# Codename for this device?



## trparky

What's the device codename for the 32 GB Nexus 7? You know, like the Galaxy Nexus is known as Maguro and Toro.


----------



## fitti28

grouper

Sent from my iPad using Tapatalk


----------



## ssick92

The new 32gb Nexus 7's with data are codename Tilapia.


----------



## TwinShadow

8/16/32GB models are grouper. Read above for the 3G variant.

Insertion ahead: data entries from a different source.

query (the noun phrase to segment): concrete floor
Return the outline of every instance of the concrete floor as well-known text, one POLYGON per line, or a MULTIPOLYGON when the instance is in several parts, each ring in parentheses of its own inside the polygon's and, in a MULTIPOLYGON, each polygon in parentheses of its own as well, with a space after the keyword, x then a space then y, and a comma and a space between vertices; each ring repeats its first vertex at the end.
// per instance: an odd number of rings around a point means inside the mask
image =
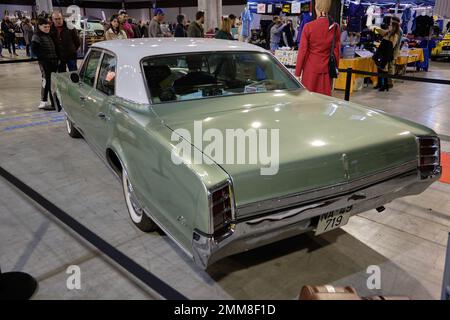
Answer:
MULTIPOLYGON (((450 63, 428 74, 450 79, 450 63)), ((320 237, 301 235, 226 258, 199 270, 166 236, 130 222, 120 183, 83 140, 65 133, 61 114, 41 112, 35 63, 0 65, 0 165, 102 238, 191 299, 294 299, 305 284, 352 285, 361 295, 438 299, 450 185, 370 211, 320 237), (381 289, 366 270, 381 268, 381 289)), ((336 93, 342 95, 341 92, 336 93)), ((450 135, 448 87, 397 84, 352 101, 422 122, 450 135)), ((446 151, 450 143, 443 142, 446 151)), ((156 295, 0 178, 0 266, 40 282, 35 299, 154 299, 156 295), (81 289, 68 290, 66 269, 81 268, 81 289)))

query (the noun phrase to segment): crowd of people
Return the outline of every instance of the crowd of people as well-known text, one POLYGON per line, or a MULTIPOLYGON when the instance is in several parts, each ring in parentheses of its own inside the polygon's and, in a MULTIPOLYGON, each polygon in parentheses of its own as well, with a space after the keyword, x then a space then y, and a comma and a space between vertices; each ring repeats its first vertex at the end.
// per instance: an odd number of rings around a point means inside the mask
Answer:
MULTIPOLYGON (((295 41, 295 32, 292 20, 275 16, 266 30, 267 43, 272 52, 279 47, 296 48, 298 46, 298 60, 296 76, 301 79, 303 85, 310 91, 331 95, 333 76, 331 64, 338 63, 340 58, 341 41, 349 41, 346 38, 345 28, 341 35, 341 28, 335 23, 328 12, 331 0, 317 0, 317 19, 304 26, 301 38, 295 41), (331 52, 332 51, 332 52, 331 52), (333 59, 332 59, 333 58, 333 59)), ((104 24, 105 40, 128 38, 157 38, 157 37, 205 37, 205 14, 199 11, 195 20, 190 22, 185 15, 177 16, 177 23, 165 23, 165 13, 162 9, 155 9, 151 21, 135 22, 125 10, 114 14, 104 24)), ((239 27, 237 17, 230 14, 223 17, 220 28, 209 30, 214 32, 216 39, 235 40, 232 33, 239 27)), ((52 72, 66 72, 77 70, 77 53, 81 46, 80 36, 75 28, 69 28, 60 11, 54 11, 51 15, 39 16, 37 20, 30 21, 23 18, 18 23, 13 23, 6 16, 1 22, 2 37, 1 48, 5 46, 10 57, 17 56, 15 33, 17 29, 23 33, 24 45, 28 56, 36 57, 42 73, 42 90, 40 109, 52 110, 49 103, 52 72)), ((393 19, 389 30, 377 30, 383 36, 383 41, 375 54, 380 60, 376 64, 380 74, 393 72, 393 61, 400 52, 401 29, 400 21, 393 19)), ((333 66, 336 67, 336 66, 333 66)), ((375 87, 380 91, 389 90, 386 78, 380 77, 375 87)))
MULTIPOLYGON (((205 13, 198 11, 192 22, 186 15, 180 14, 176 17, 176 23, 167 23, 163 9, 157 8, 153 11, 150 21, 138 21, 128 16, 125 10, 120 10, 111 16, 109 23, 105 24, 106 40, 129 39, 129 38, 163 38, 163 37, 205 37, 205 13)), ((230 14, 221 21, 220 28, 208 30, 215 33, 217 39, 234 40, 231 29, 235 27, 236 16, 230 14)))

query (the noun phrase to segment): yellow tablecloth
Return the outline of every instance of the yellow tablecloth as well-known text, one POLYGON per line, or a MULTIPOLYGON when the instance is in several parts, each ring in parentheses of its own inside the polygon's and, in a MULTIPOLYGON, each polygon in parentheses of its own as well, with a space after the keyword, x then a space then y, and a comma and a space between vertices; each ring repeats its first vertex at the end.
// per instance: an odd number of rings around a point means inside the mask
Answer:
POLYGON ((407 56, 400 56, 395 60, 396 65, 405 65, 413 62, 424 62, 425 55, 423 49, 411 49, 407 56))
MULTIPOLYGON (((377 72, 377 66, 372 58, 354 58, 354 59, 340 59, 339 60, 339 69, 348 69, 352 68, 353 70, 360 70, 366 72, 377 72)), ((355 82, 357 78, 367 78, 364 75, 352 74, 352 83, 350 87, 350 93, 353 92, 355 87, 355 82)), ((371 78, 374 84, 378 81, 377 77, 371 78)), ((339 77, 336 79, 334 83, 334 88, 339 90, 345 90, 345 85, 347 81, 347 73, 340 72, 339 77)))

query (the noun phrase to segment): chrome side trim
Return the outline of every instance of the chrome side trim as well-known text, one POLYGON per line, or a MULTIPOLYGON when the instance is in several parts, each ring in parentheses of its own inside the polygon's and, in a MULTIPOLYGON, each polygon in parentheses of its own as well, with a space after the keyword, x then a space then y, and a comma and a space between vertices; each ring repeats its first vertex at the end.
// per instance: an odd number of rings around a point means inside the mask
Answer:
POLYGON ((192 253, 186 249, 180 242, 178 242, 174 236, 172 236, 172 234, 163 226, 162 223, 160 223, 158 221, 158 219, 156 219, 151 213, 149 213, 149 209, 147 207, 144 208, 144 213, 150 218, 152 219, 152 221, 158 226, 158 228, 160 228, 168 237, 170 240, 172 240, 177 247, 179 247, 189 258, 193 258, 194 256, 192 255, 192 253))
POLYGON ((307 201, 320 201, 321 199, 338 196, 339 194, 349 191, 357 191, 360 188, 382 182, 411 170, 417 170, 417 160, 413 160, 395 168, 365 176, 350 182, 337 184, 331 187, 322 187, 314 190, 308 190, 296 194, 290 194, 282 197, 241 205, 236 208, 236 216, 237 219, 240 220, 242 218, 268 213, 273 210, 289 208, 307 201))

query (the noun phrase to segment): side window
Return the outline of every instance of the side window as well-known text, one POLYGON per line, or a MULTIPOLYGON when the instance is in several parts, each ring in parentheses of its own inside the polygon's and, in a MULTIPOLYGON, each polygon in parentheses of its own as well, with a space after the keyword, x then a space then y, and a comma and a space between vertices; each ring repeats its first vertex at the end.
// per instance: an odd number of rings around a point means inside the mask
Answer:
POLYGON ((110 54, 103 55, 100 73, 98 74, 97 89, 111 96, 114 94, 116 82, 116 58, 110 54))
POLYGON ((100 62, 102 53, 100 51, 91 51, 80 72, 80 80, 88 86, 94 86, 97 66, 100 62))

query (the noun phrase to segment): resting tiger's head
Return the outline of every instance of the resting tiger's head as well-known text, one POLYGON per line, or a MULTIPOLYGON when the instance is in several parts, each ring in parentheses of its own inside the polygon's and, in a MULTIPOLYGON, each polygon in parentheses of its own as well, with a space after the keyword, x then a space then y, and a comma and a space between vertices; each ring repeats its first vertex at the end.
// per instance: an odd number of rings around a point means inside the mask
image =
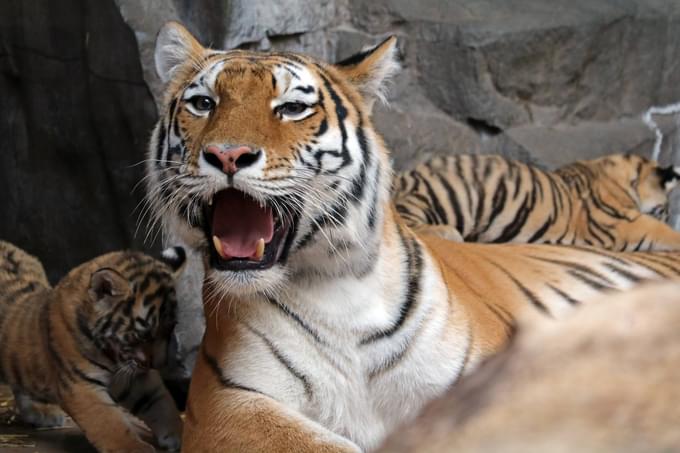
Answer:
POLYGON ((62 300, 82 301, 75 310, 78 330, 117 368, 162 368, 176 324, 175 278, 184 262, 181 247, 165 250, 161 260, 112 252, 78 266, 55 290, 62 300))
POLYGON ((397 68, 395 43, 330 65, 207 49, 174 22, 160 31, 148 197, 221 289, 267 291, 368 259, 390 181, 370 106, 397 68))
POLYGON ((595 162, 628 191, 640 212, 667 219, 668 194, 680 180, 680 167, 660 167, 656 161, 637 154, 613 154, 595 162))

I think another name is Nakasi, but I don't know what that is a reference to. But that's about all I know.


----------



## mssam

TwinShadow said:


> 8/16/32GB models are grouper. Read above for the 3G variant.
> 
> I think another name is Nakasi, but I don't know what that is a reference to. But that's about all I know.

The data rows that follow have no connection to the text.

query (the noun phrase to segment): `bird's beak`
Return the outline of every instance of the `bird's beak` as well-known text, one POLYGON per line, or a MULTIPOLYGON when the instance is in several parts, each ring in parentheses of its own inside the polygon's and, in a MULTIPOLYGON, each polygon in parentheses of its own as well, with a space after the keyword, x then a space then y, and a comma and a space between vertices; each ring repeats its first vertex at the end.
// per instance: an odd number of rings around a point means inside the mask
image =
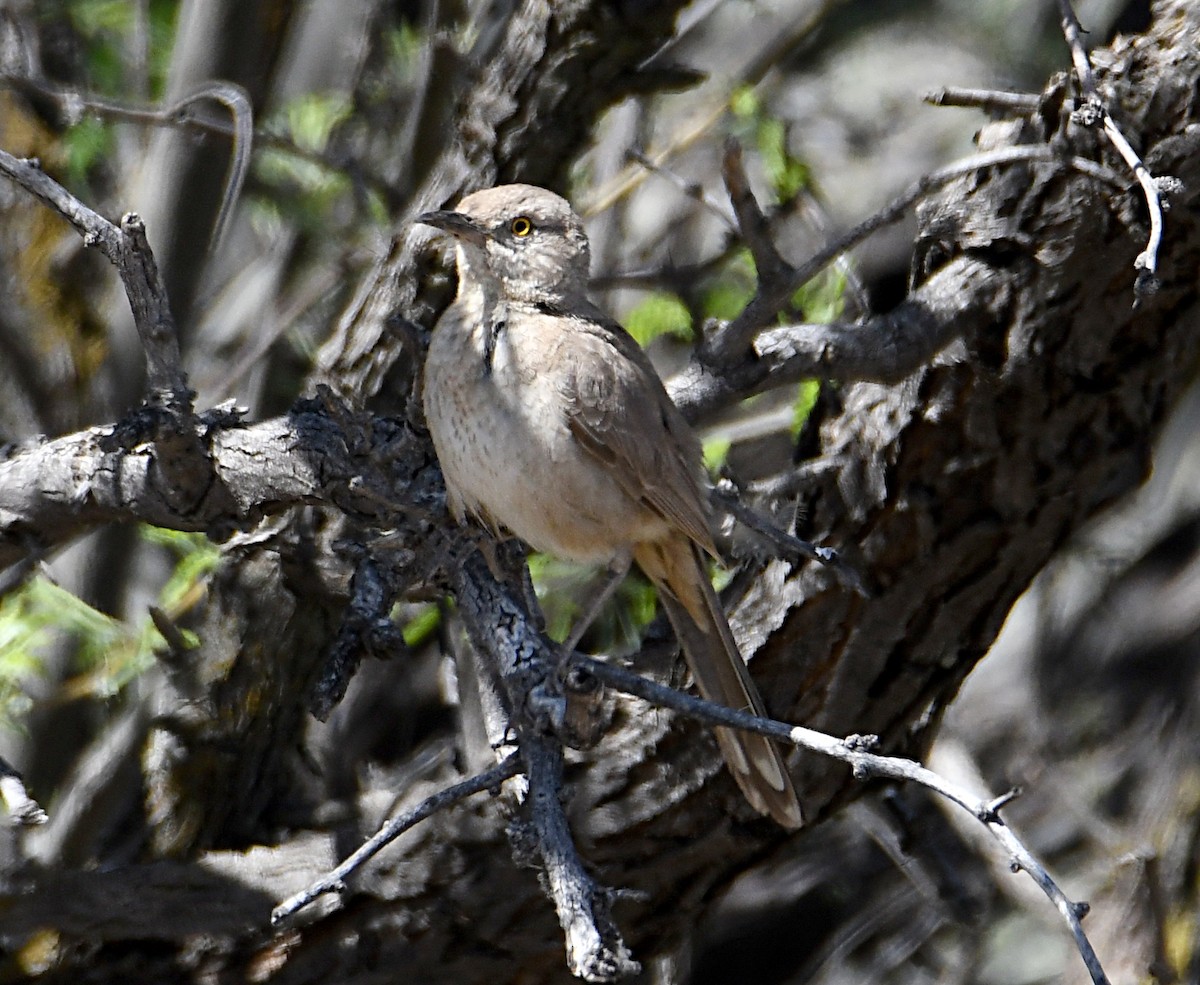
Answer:
POLYGON ((438 212, 423 212, 417 216, 416 222, 433 226, 442 232, 449 233, 455 239, 466 240, 468 243, 483 245, 487 234, 461 212, 442 209, 438 212))

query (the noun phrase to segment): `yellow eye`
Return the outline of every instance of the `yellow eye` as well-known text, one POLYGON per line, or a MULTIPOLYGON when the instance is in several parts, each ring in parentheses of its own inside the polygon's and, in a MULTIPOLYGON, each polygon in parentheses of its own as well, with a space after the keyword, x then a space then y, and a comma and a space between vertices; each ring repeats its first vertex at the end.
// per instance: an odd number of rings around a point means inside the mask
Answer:
POLYGON ((517 216, 508 226, 514 236, 528 236, 533 232, 533 223, 523 215, 517 216))

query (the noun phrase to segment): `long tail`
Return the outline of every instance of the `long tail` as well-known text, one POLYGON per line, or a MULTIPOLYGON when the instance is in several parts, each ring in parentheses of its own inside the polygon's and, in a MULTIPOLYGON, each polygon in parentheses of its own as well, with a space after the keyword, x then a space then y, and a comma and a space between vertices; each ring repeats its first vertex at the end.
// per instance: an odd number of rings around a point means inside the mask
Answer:
MULTIPOLYGON (((699 548, 679 535, 638 545, 634 560, 658 589, 700 693, 709 701, 764 714, 699 548)), ((718 728, 716 733, 725 763, 750 806, 789 830, 800 827, 800 800, 775 743, 749 732, 718 728)))

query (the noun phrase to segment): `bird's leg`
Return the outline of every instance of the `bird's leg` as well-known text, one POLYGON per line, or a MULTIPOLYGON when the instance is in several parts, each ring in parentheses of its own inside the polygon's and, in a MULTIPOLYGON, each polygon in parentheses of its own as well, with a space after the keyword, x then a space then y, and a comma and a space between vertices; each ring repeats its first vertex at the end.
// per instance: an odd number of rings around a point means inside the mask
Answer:
POLYGON ((563 648, 568 653, 579 645, 579 641, 583 639, 583 634, 588 631, 588 627, 600 615, 600 610, 604 608, 604 603, 613 597, 613 593, 620 587, 621 582, 625 580, 632 560, 633 555, 629 551, 621 551, 608 562, 608 568, 606 569, 607 580, 601 586, 600 591, 592 597, 583 615, 576 620, 575 625, 571 628, 571 635, 563 642, 563 648))

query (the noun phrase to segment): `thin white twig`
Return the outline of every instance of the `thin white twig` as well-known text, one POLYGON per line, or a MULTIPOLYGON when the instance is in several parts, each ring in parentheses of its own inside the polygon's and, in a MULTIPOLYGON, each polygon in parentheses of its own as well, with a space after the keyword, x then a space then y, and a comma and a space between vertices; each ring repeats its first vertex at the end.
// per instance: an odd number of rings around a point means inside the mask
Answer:
POLYGON ((1146 197, 1146 208, 1150 214, 1150 235, 1146 240, 1146 248, 1133 261, 1133 267, 1138 272, 1133 285, 1133 306, 1136 308, 1140 301, 1154 294, 1159 287, 1157 270, 1158 248, 1162 245, 1163 229, 1162 189, 1142 163, 1137 151, 1125 139, 1108 107, 1104 105, 1104 100, 1100 98, 1092 62, 1083 46, 1083 28, 1071 7, 1071 0, 1058 0, 1058 9, 1062 15, 1063 37, 1071 50, 1071 61, 1083 93, 1083 105, 1071 115, 1071 119, 1081 126, 1103 127, 1104 135, 1134 173, 1146 197))
POLYGON ((871 748, 878 741, 875 736, 851 735, 845 739, 839 739, 803 726, 760 718, 749 712, 735 711, 732 708, 713 704, 580 653, 571 654, 570 659, 576 666, 603 683, 619 691, 636 695, 659 707, 671 708, 710 725, 722 725, 727 728, 754 732, 780 742, 799 746, 810 752, 841 760, 850 766, 856 779, 886 777, 893 780, 904 780, 918 783, 934 793, 941 794, 984 824, 1008 852, 1010 867, 1014 872, 1024 870, 1037 883, 1066 921, 1071 936, 1075 940, 1075 946, 1083 958, 1094 985, 1109 985, 1108 977, 1100 965, 1100 959, 1096 956, 1095 949, 1088 940, 1081 923, 1083 917, 1087 915, 1088 904, 1072 901, 1051 878, 1045 866, 1034 858, 1000 817, 999 809, 1014 796, 1013 793, 1006 793, 998 798, 978 797, 970 790, 951 783, 945 777, 939 776, 911 759, 881 756, 871 752, 871 748))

Not sure where the grouper name came from...lol...but that's what it is commonly known as, and I think you're correct about the Nakasi. Isn't that what the n7 is classified as for the official files from Google? When you go to Google's site, I think the files you want are Nakasi. Last two updates I took were ota, can't remember...

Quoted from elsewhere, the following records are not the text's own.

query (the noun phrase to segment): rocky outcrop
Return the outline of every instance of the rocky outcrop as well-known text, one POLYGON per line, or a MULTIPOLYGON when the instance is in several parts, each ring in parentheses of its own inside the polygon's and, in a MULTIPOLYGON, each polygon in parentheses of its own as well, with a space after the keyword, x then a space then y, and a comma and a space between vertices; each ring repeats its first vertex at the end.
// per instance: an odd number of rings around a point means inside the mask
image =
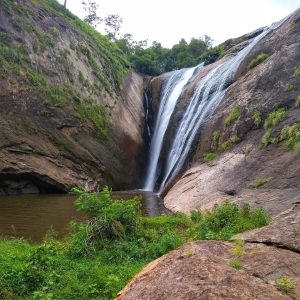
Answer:
POLYGON ((0 6, 0 194, 137 187, 144 78, 105 37, 43 3, 0 6))
POLYGON ((280 138, 284 127, 300 121, 296 105, 300 77, 295 73, 300 63, 299 31, 298 10, 245 57, 235 82, 204 124, 193 161, 166 191, 165 204, 169 209, 208 209, 231 199, 262 205, 271 214, 277 214, 300 200, 299 158, 280 138), (248 70, 249 62, 260 53, 270 56, 248 70), (234 107, 239 108, 239 115, 226 125, 225 119, 234 107), (272 128, 269 141, 262 146, 267 131, 263 128, 264 120, 279 108, 286 108, 287 116, 272 128), (258 125, 254 124, 254 112, 261 117, 258 125), (218 138, 214 141, 216 132, 218 138), (205 164, 203 156, 208 152, 215 152, 217 158, 205 164), (254 183, 260 180, 265 180, 264 185, 255 187, 254 183))
POLYGON ((117 299, 297 299, 299 232, 295 206, 238 242, 187 243, 147 265, 117 299))

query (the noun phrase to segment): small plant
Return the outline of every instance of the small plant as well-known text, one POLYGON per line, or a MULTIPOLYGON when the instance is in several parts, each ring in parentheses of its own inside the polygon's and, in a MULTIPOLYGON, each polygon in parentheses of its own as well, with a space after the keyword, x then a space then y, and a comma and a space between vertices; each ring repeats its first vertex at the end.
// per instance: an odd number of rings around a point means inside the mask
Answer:
POLYGON ((254 67, 258 66, 260 63, 262 63, 264 60, 266 60, 269 56, 270 56, 270 54, 267 54, 267 53, 258 54, 249 63, 248 70, 253 69, 254 67))
POLYGON ((218 148, 219 140, 220 140, 221 132, 220 130, 215 130, 212 134, 212 142, 211 147, 214 149, 218 148))
POLYGON ((214 152, 209 152, 209 153, 207 153, 207 154, 204 155, 203 161, 204 161, 205 163, 208 163, 208 162, 214 160, 216 157, 217 157, 217 154, 216 154, 216 153, 214 153, 214 152))
POLYGON ((295 288, 294 282, 287 276, 279 277, 275 280, 275 284, 278 289, 288 294, 292 289, 295 288))
POLYGON ((59 36, 59 31, 56 27, 50 27, 49 28, 50 33, 54 36, 54 37, 58 37, 59 36))
POLYGON ((242 256, 243 254, 245 253, 245 250, 240 246, 240 245, 237 245, 235 246, 232 250, 231 250, 231 254, 233 256, 242 256))
POLYGON ((46 86, 46 80, 45 78, 32 71, 31 69, 28 69, 27 70, 27 78, 28 78, 28 81, 33 85, 33 86, 36 86, 36 87, 43 87, 43 86, 46 86))
POLYGON ((263 137, 261 138, 261 142, 259 145, 259 149, 264 149, 268 146, 272 138, 272 128, 267 129, 263 137))
POLYGON ((240 114, 240 107, 238 105, 234 106, 229 115, 225 118, 225 126, 230 126, 233 124, 239 118, 240 114))
POLYGON ((236 259, 230 259, 228 264, 230 267, 232 267, 236 270, 241 270, 243 268, 243 263, 236 259))
POLYGON ((300 75, 300 64, 294 68, 294 76, 300 75))
POLYGON ((194 254, 194 251, 192 248, 187 248, 184 250, 184 255, 185 256, 192 256, 194 254))
POLYGON ((280 133, 280 140, 284 140, 285 146, 293 150, 296 144, 300 143, 300 122, 284 127, 280 133))
POLYGON ((297 89, 297 86, 293 83, 288 82, 285 87, 284 87, 284 91, 285 92, 291 92, 297 89))
POLYGON ((256 128, 258 128, 259 125, 261 124, 261 121, 262 121, 261 116, 262 116, 262 114, 258 110, 255 110, 252 114, 252 120, 253 120, 256 128))
POLYGON ((268 129, 277 126, 288 115, 288 110, 284 107, 271 112, 264 123, 264 128, 268 129))
POLYGON ((289 30, 294 30, 296 28, 296 22, 292 21, 289 23, 289 30))
POLYGON ((248 188, 250 189, 258 189, 262 186, 264 186, 265 184, 267 184, 269 181, 271 180, 271 178, 259 178, 256 179, 254 183, 250 183, 248 184, 248 188))
POLYGON ((53 113, 51 111, 47 110, 47 109, 43 109, 41 111, 41 116, 50 118, 50 117, 53 117, 53 113))
POLYGON ((252 145, 247 145, 245 148, 245 155, 249 155, 253 150, 253 146, 252 145))
POLYGON ((297 97, 295 105, 300 108, 300 95, 297 97))
POLYGON ((225 141, 224 143, 221 144, 220 150, 221 151, 227 151, 232 147, 232 142, 231 141, 225 141))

Sent from my Nexus 7 using Tapatalk HD


----------



## Shiftyshadee

mssam said:


> Not sure where the grouper name came from...lol...but that's what it is commonly known as, and I think you're correct about the Nakasi. Isn't that what the n7 is classified as for the official files from Google? When you go to Google's site, I think the files you want are Nakasi. Last two updates I took were ota, can't remember...
> 
> Sent from my Nexus 7 using Tapatalk HD


Grouper is a fish just like a bunch of the other codenames, Toro, Maguro, Mako, Manta.....etc

Sent from my Galaxy Nexus using RootzWiki


----------